Corfu: Stripe & Mirror (Part 4)
The last post introduced a global sequencer to reduce contention on writes to the end of a log file. The idea is to be able to distribute the log file across many machines. In this post we will scale up or fictional example using by striping and mirroring data much like a RAID 10 disk configuration.
Lets image that we are still using expensive network disks but that we can afford four of them and each one can support four servers. We can attach four servers with full interconnections to four disks. This allows to use RAID 10 write semantics for both performance and resilience:
RAID 10 is a stripe across a number of mirrored sets. [HDD Tool]
Each server can run a key-value store process which simply applies `mod(2)` to each position to know which pair of mirrored disks to write to. Data is written to two disks to protect against disk crashes. All we need to ensure is that every process attempting to write to a given position writes to the same two disks in the same order Why? If they don’t then two processes can both successfully write a different value to the same position on the two mirrored disks. That would be a data corruption and a violation of our write-once safety semantics.
A really important thing we gain with a “RAID 10”-like stripe and mirror approach is that writes at adjacent positions are mapped onto a different pair or mirrored disks. Two clients with adjacent tickets taken from the global sequencer can concurrently write without contention. Happy days!

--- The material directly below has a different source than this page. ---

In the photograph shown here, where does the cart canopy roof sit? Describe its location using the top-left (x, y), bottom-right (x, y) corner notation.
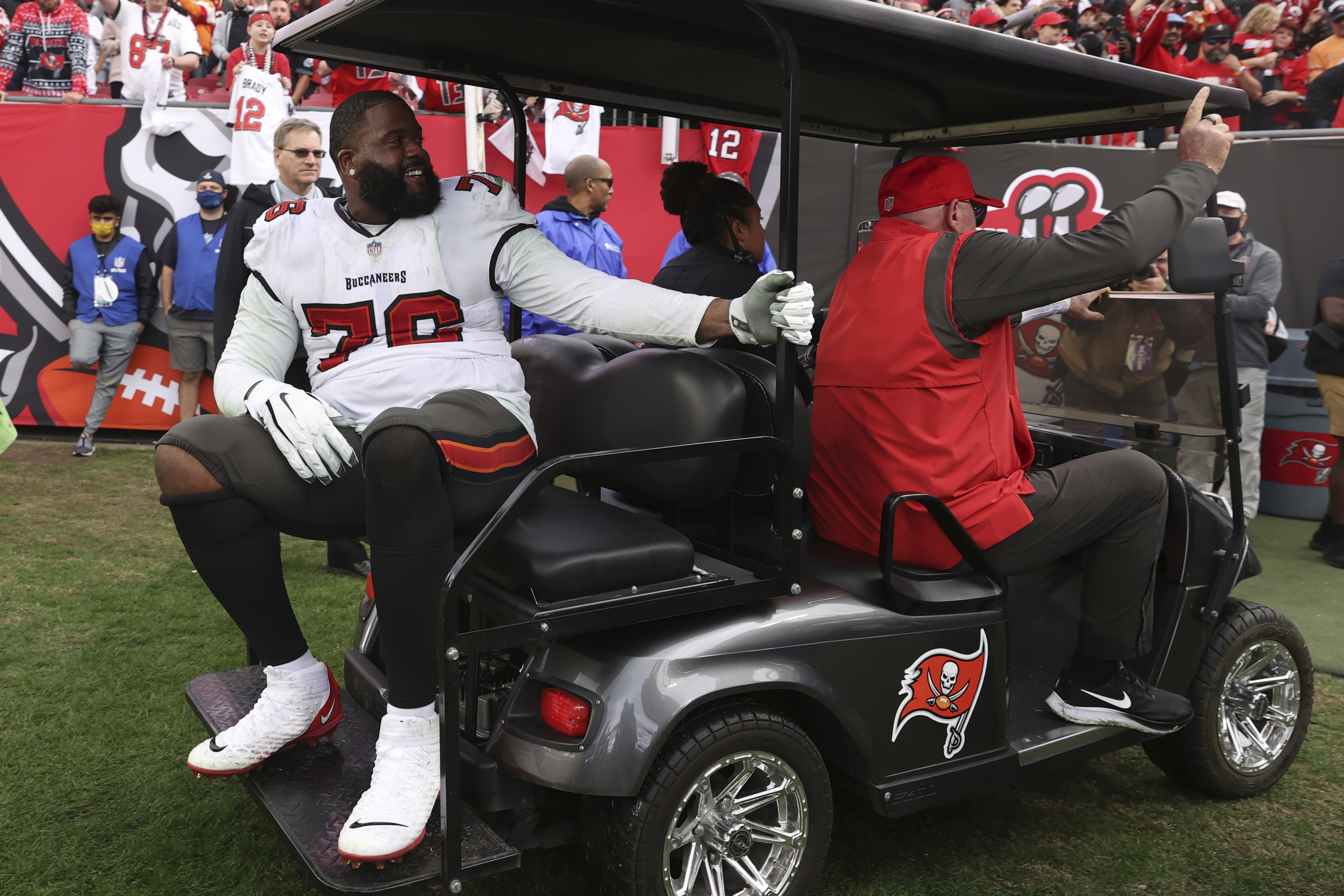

Why stop there? Our fictional solution is limited by our expense disks. If we can use commodity servers with local disks as storage nodes then instead of two replica sets of two disks we can use, say, eight replica sets of two disks. Indeed the Corfu paper says that they scaled to sixteen storage nodes. This is because Corfu can use commodity hardware for storage nodes exposing a simple log API over the network. The reference implementation for Corfu is a Java project on Github. This means that the number of mirrored disk pairs that we can concurrently write strips of the distributed log into is arbitrary.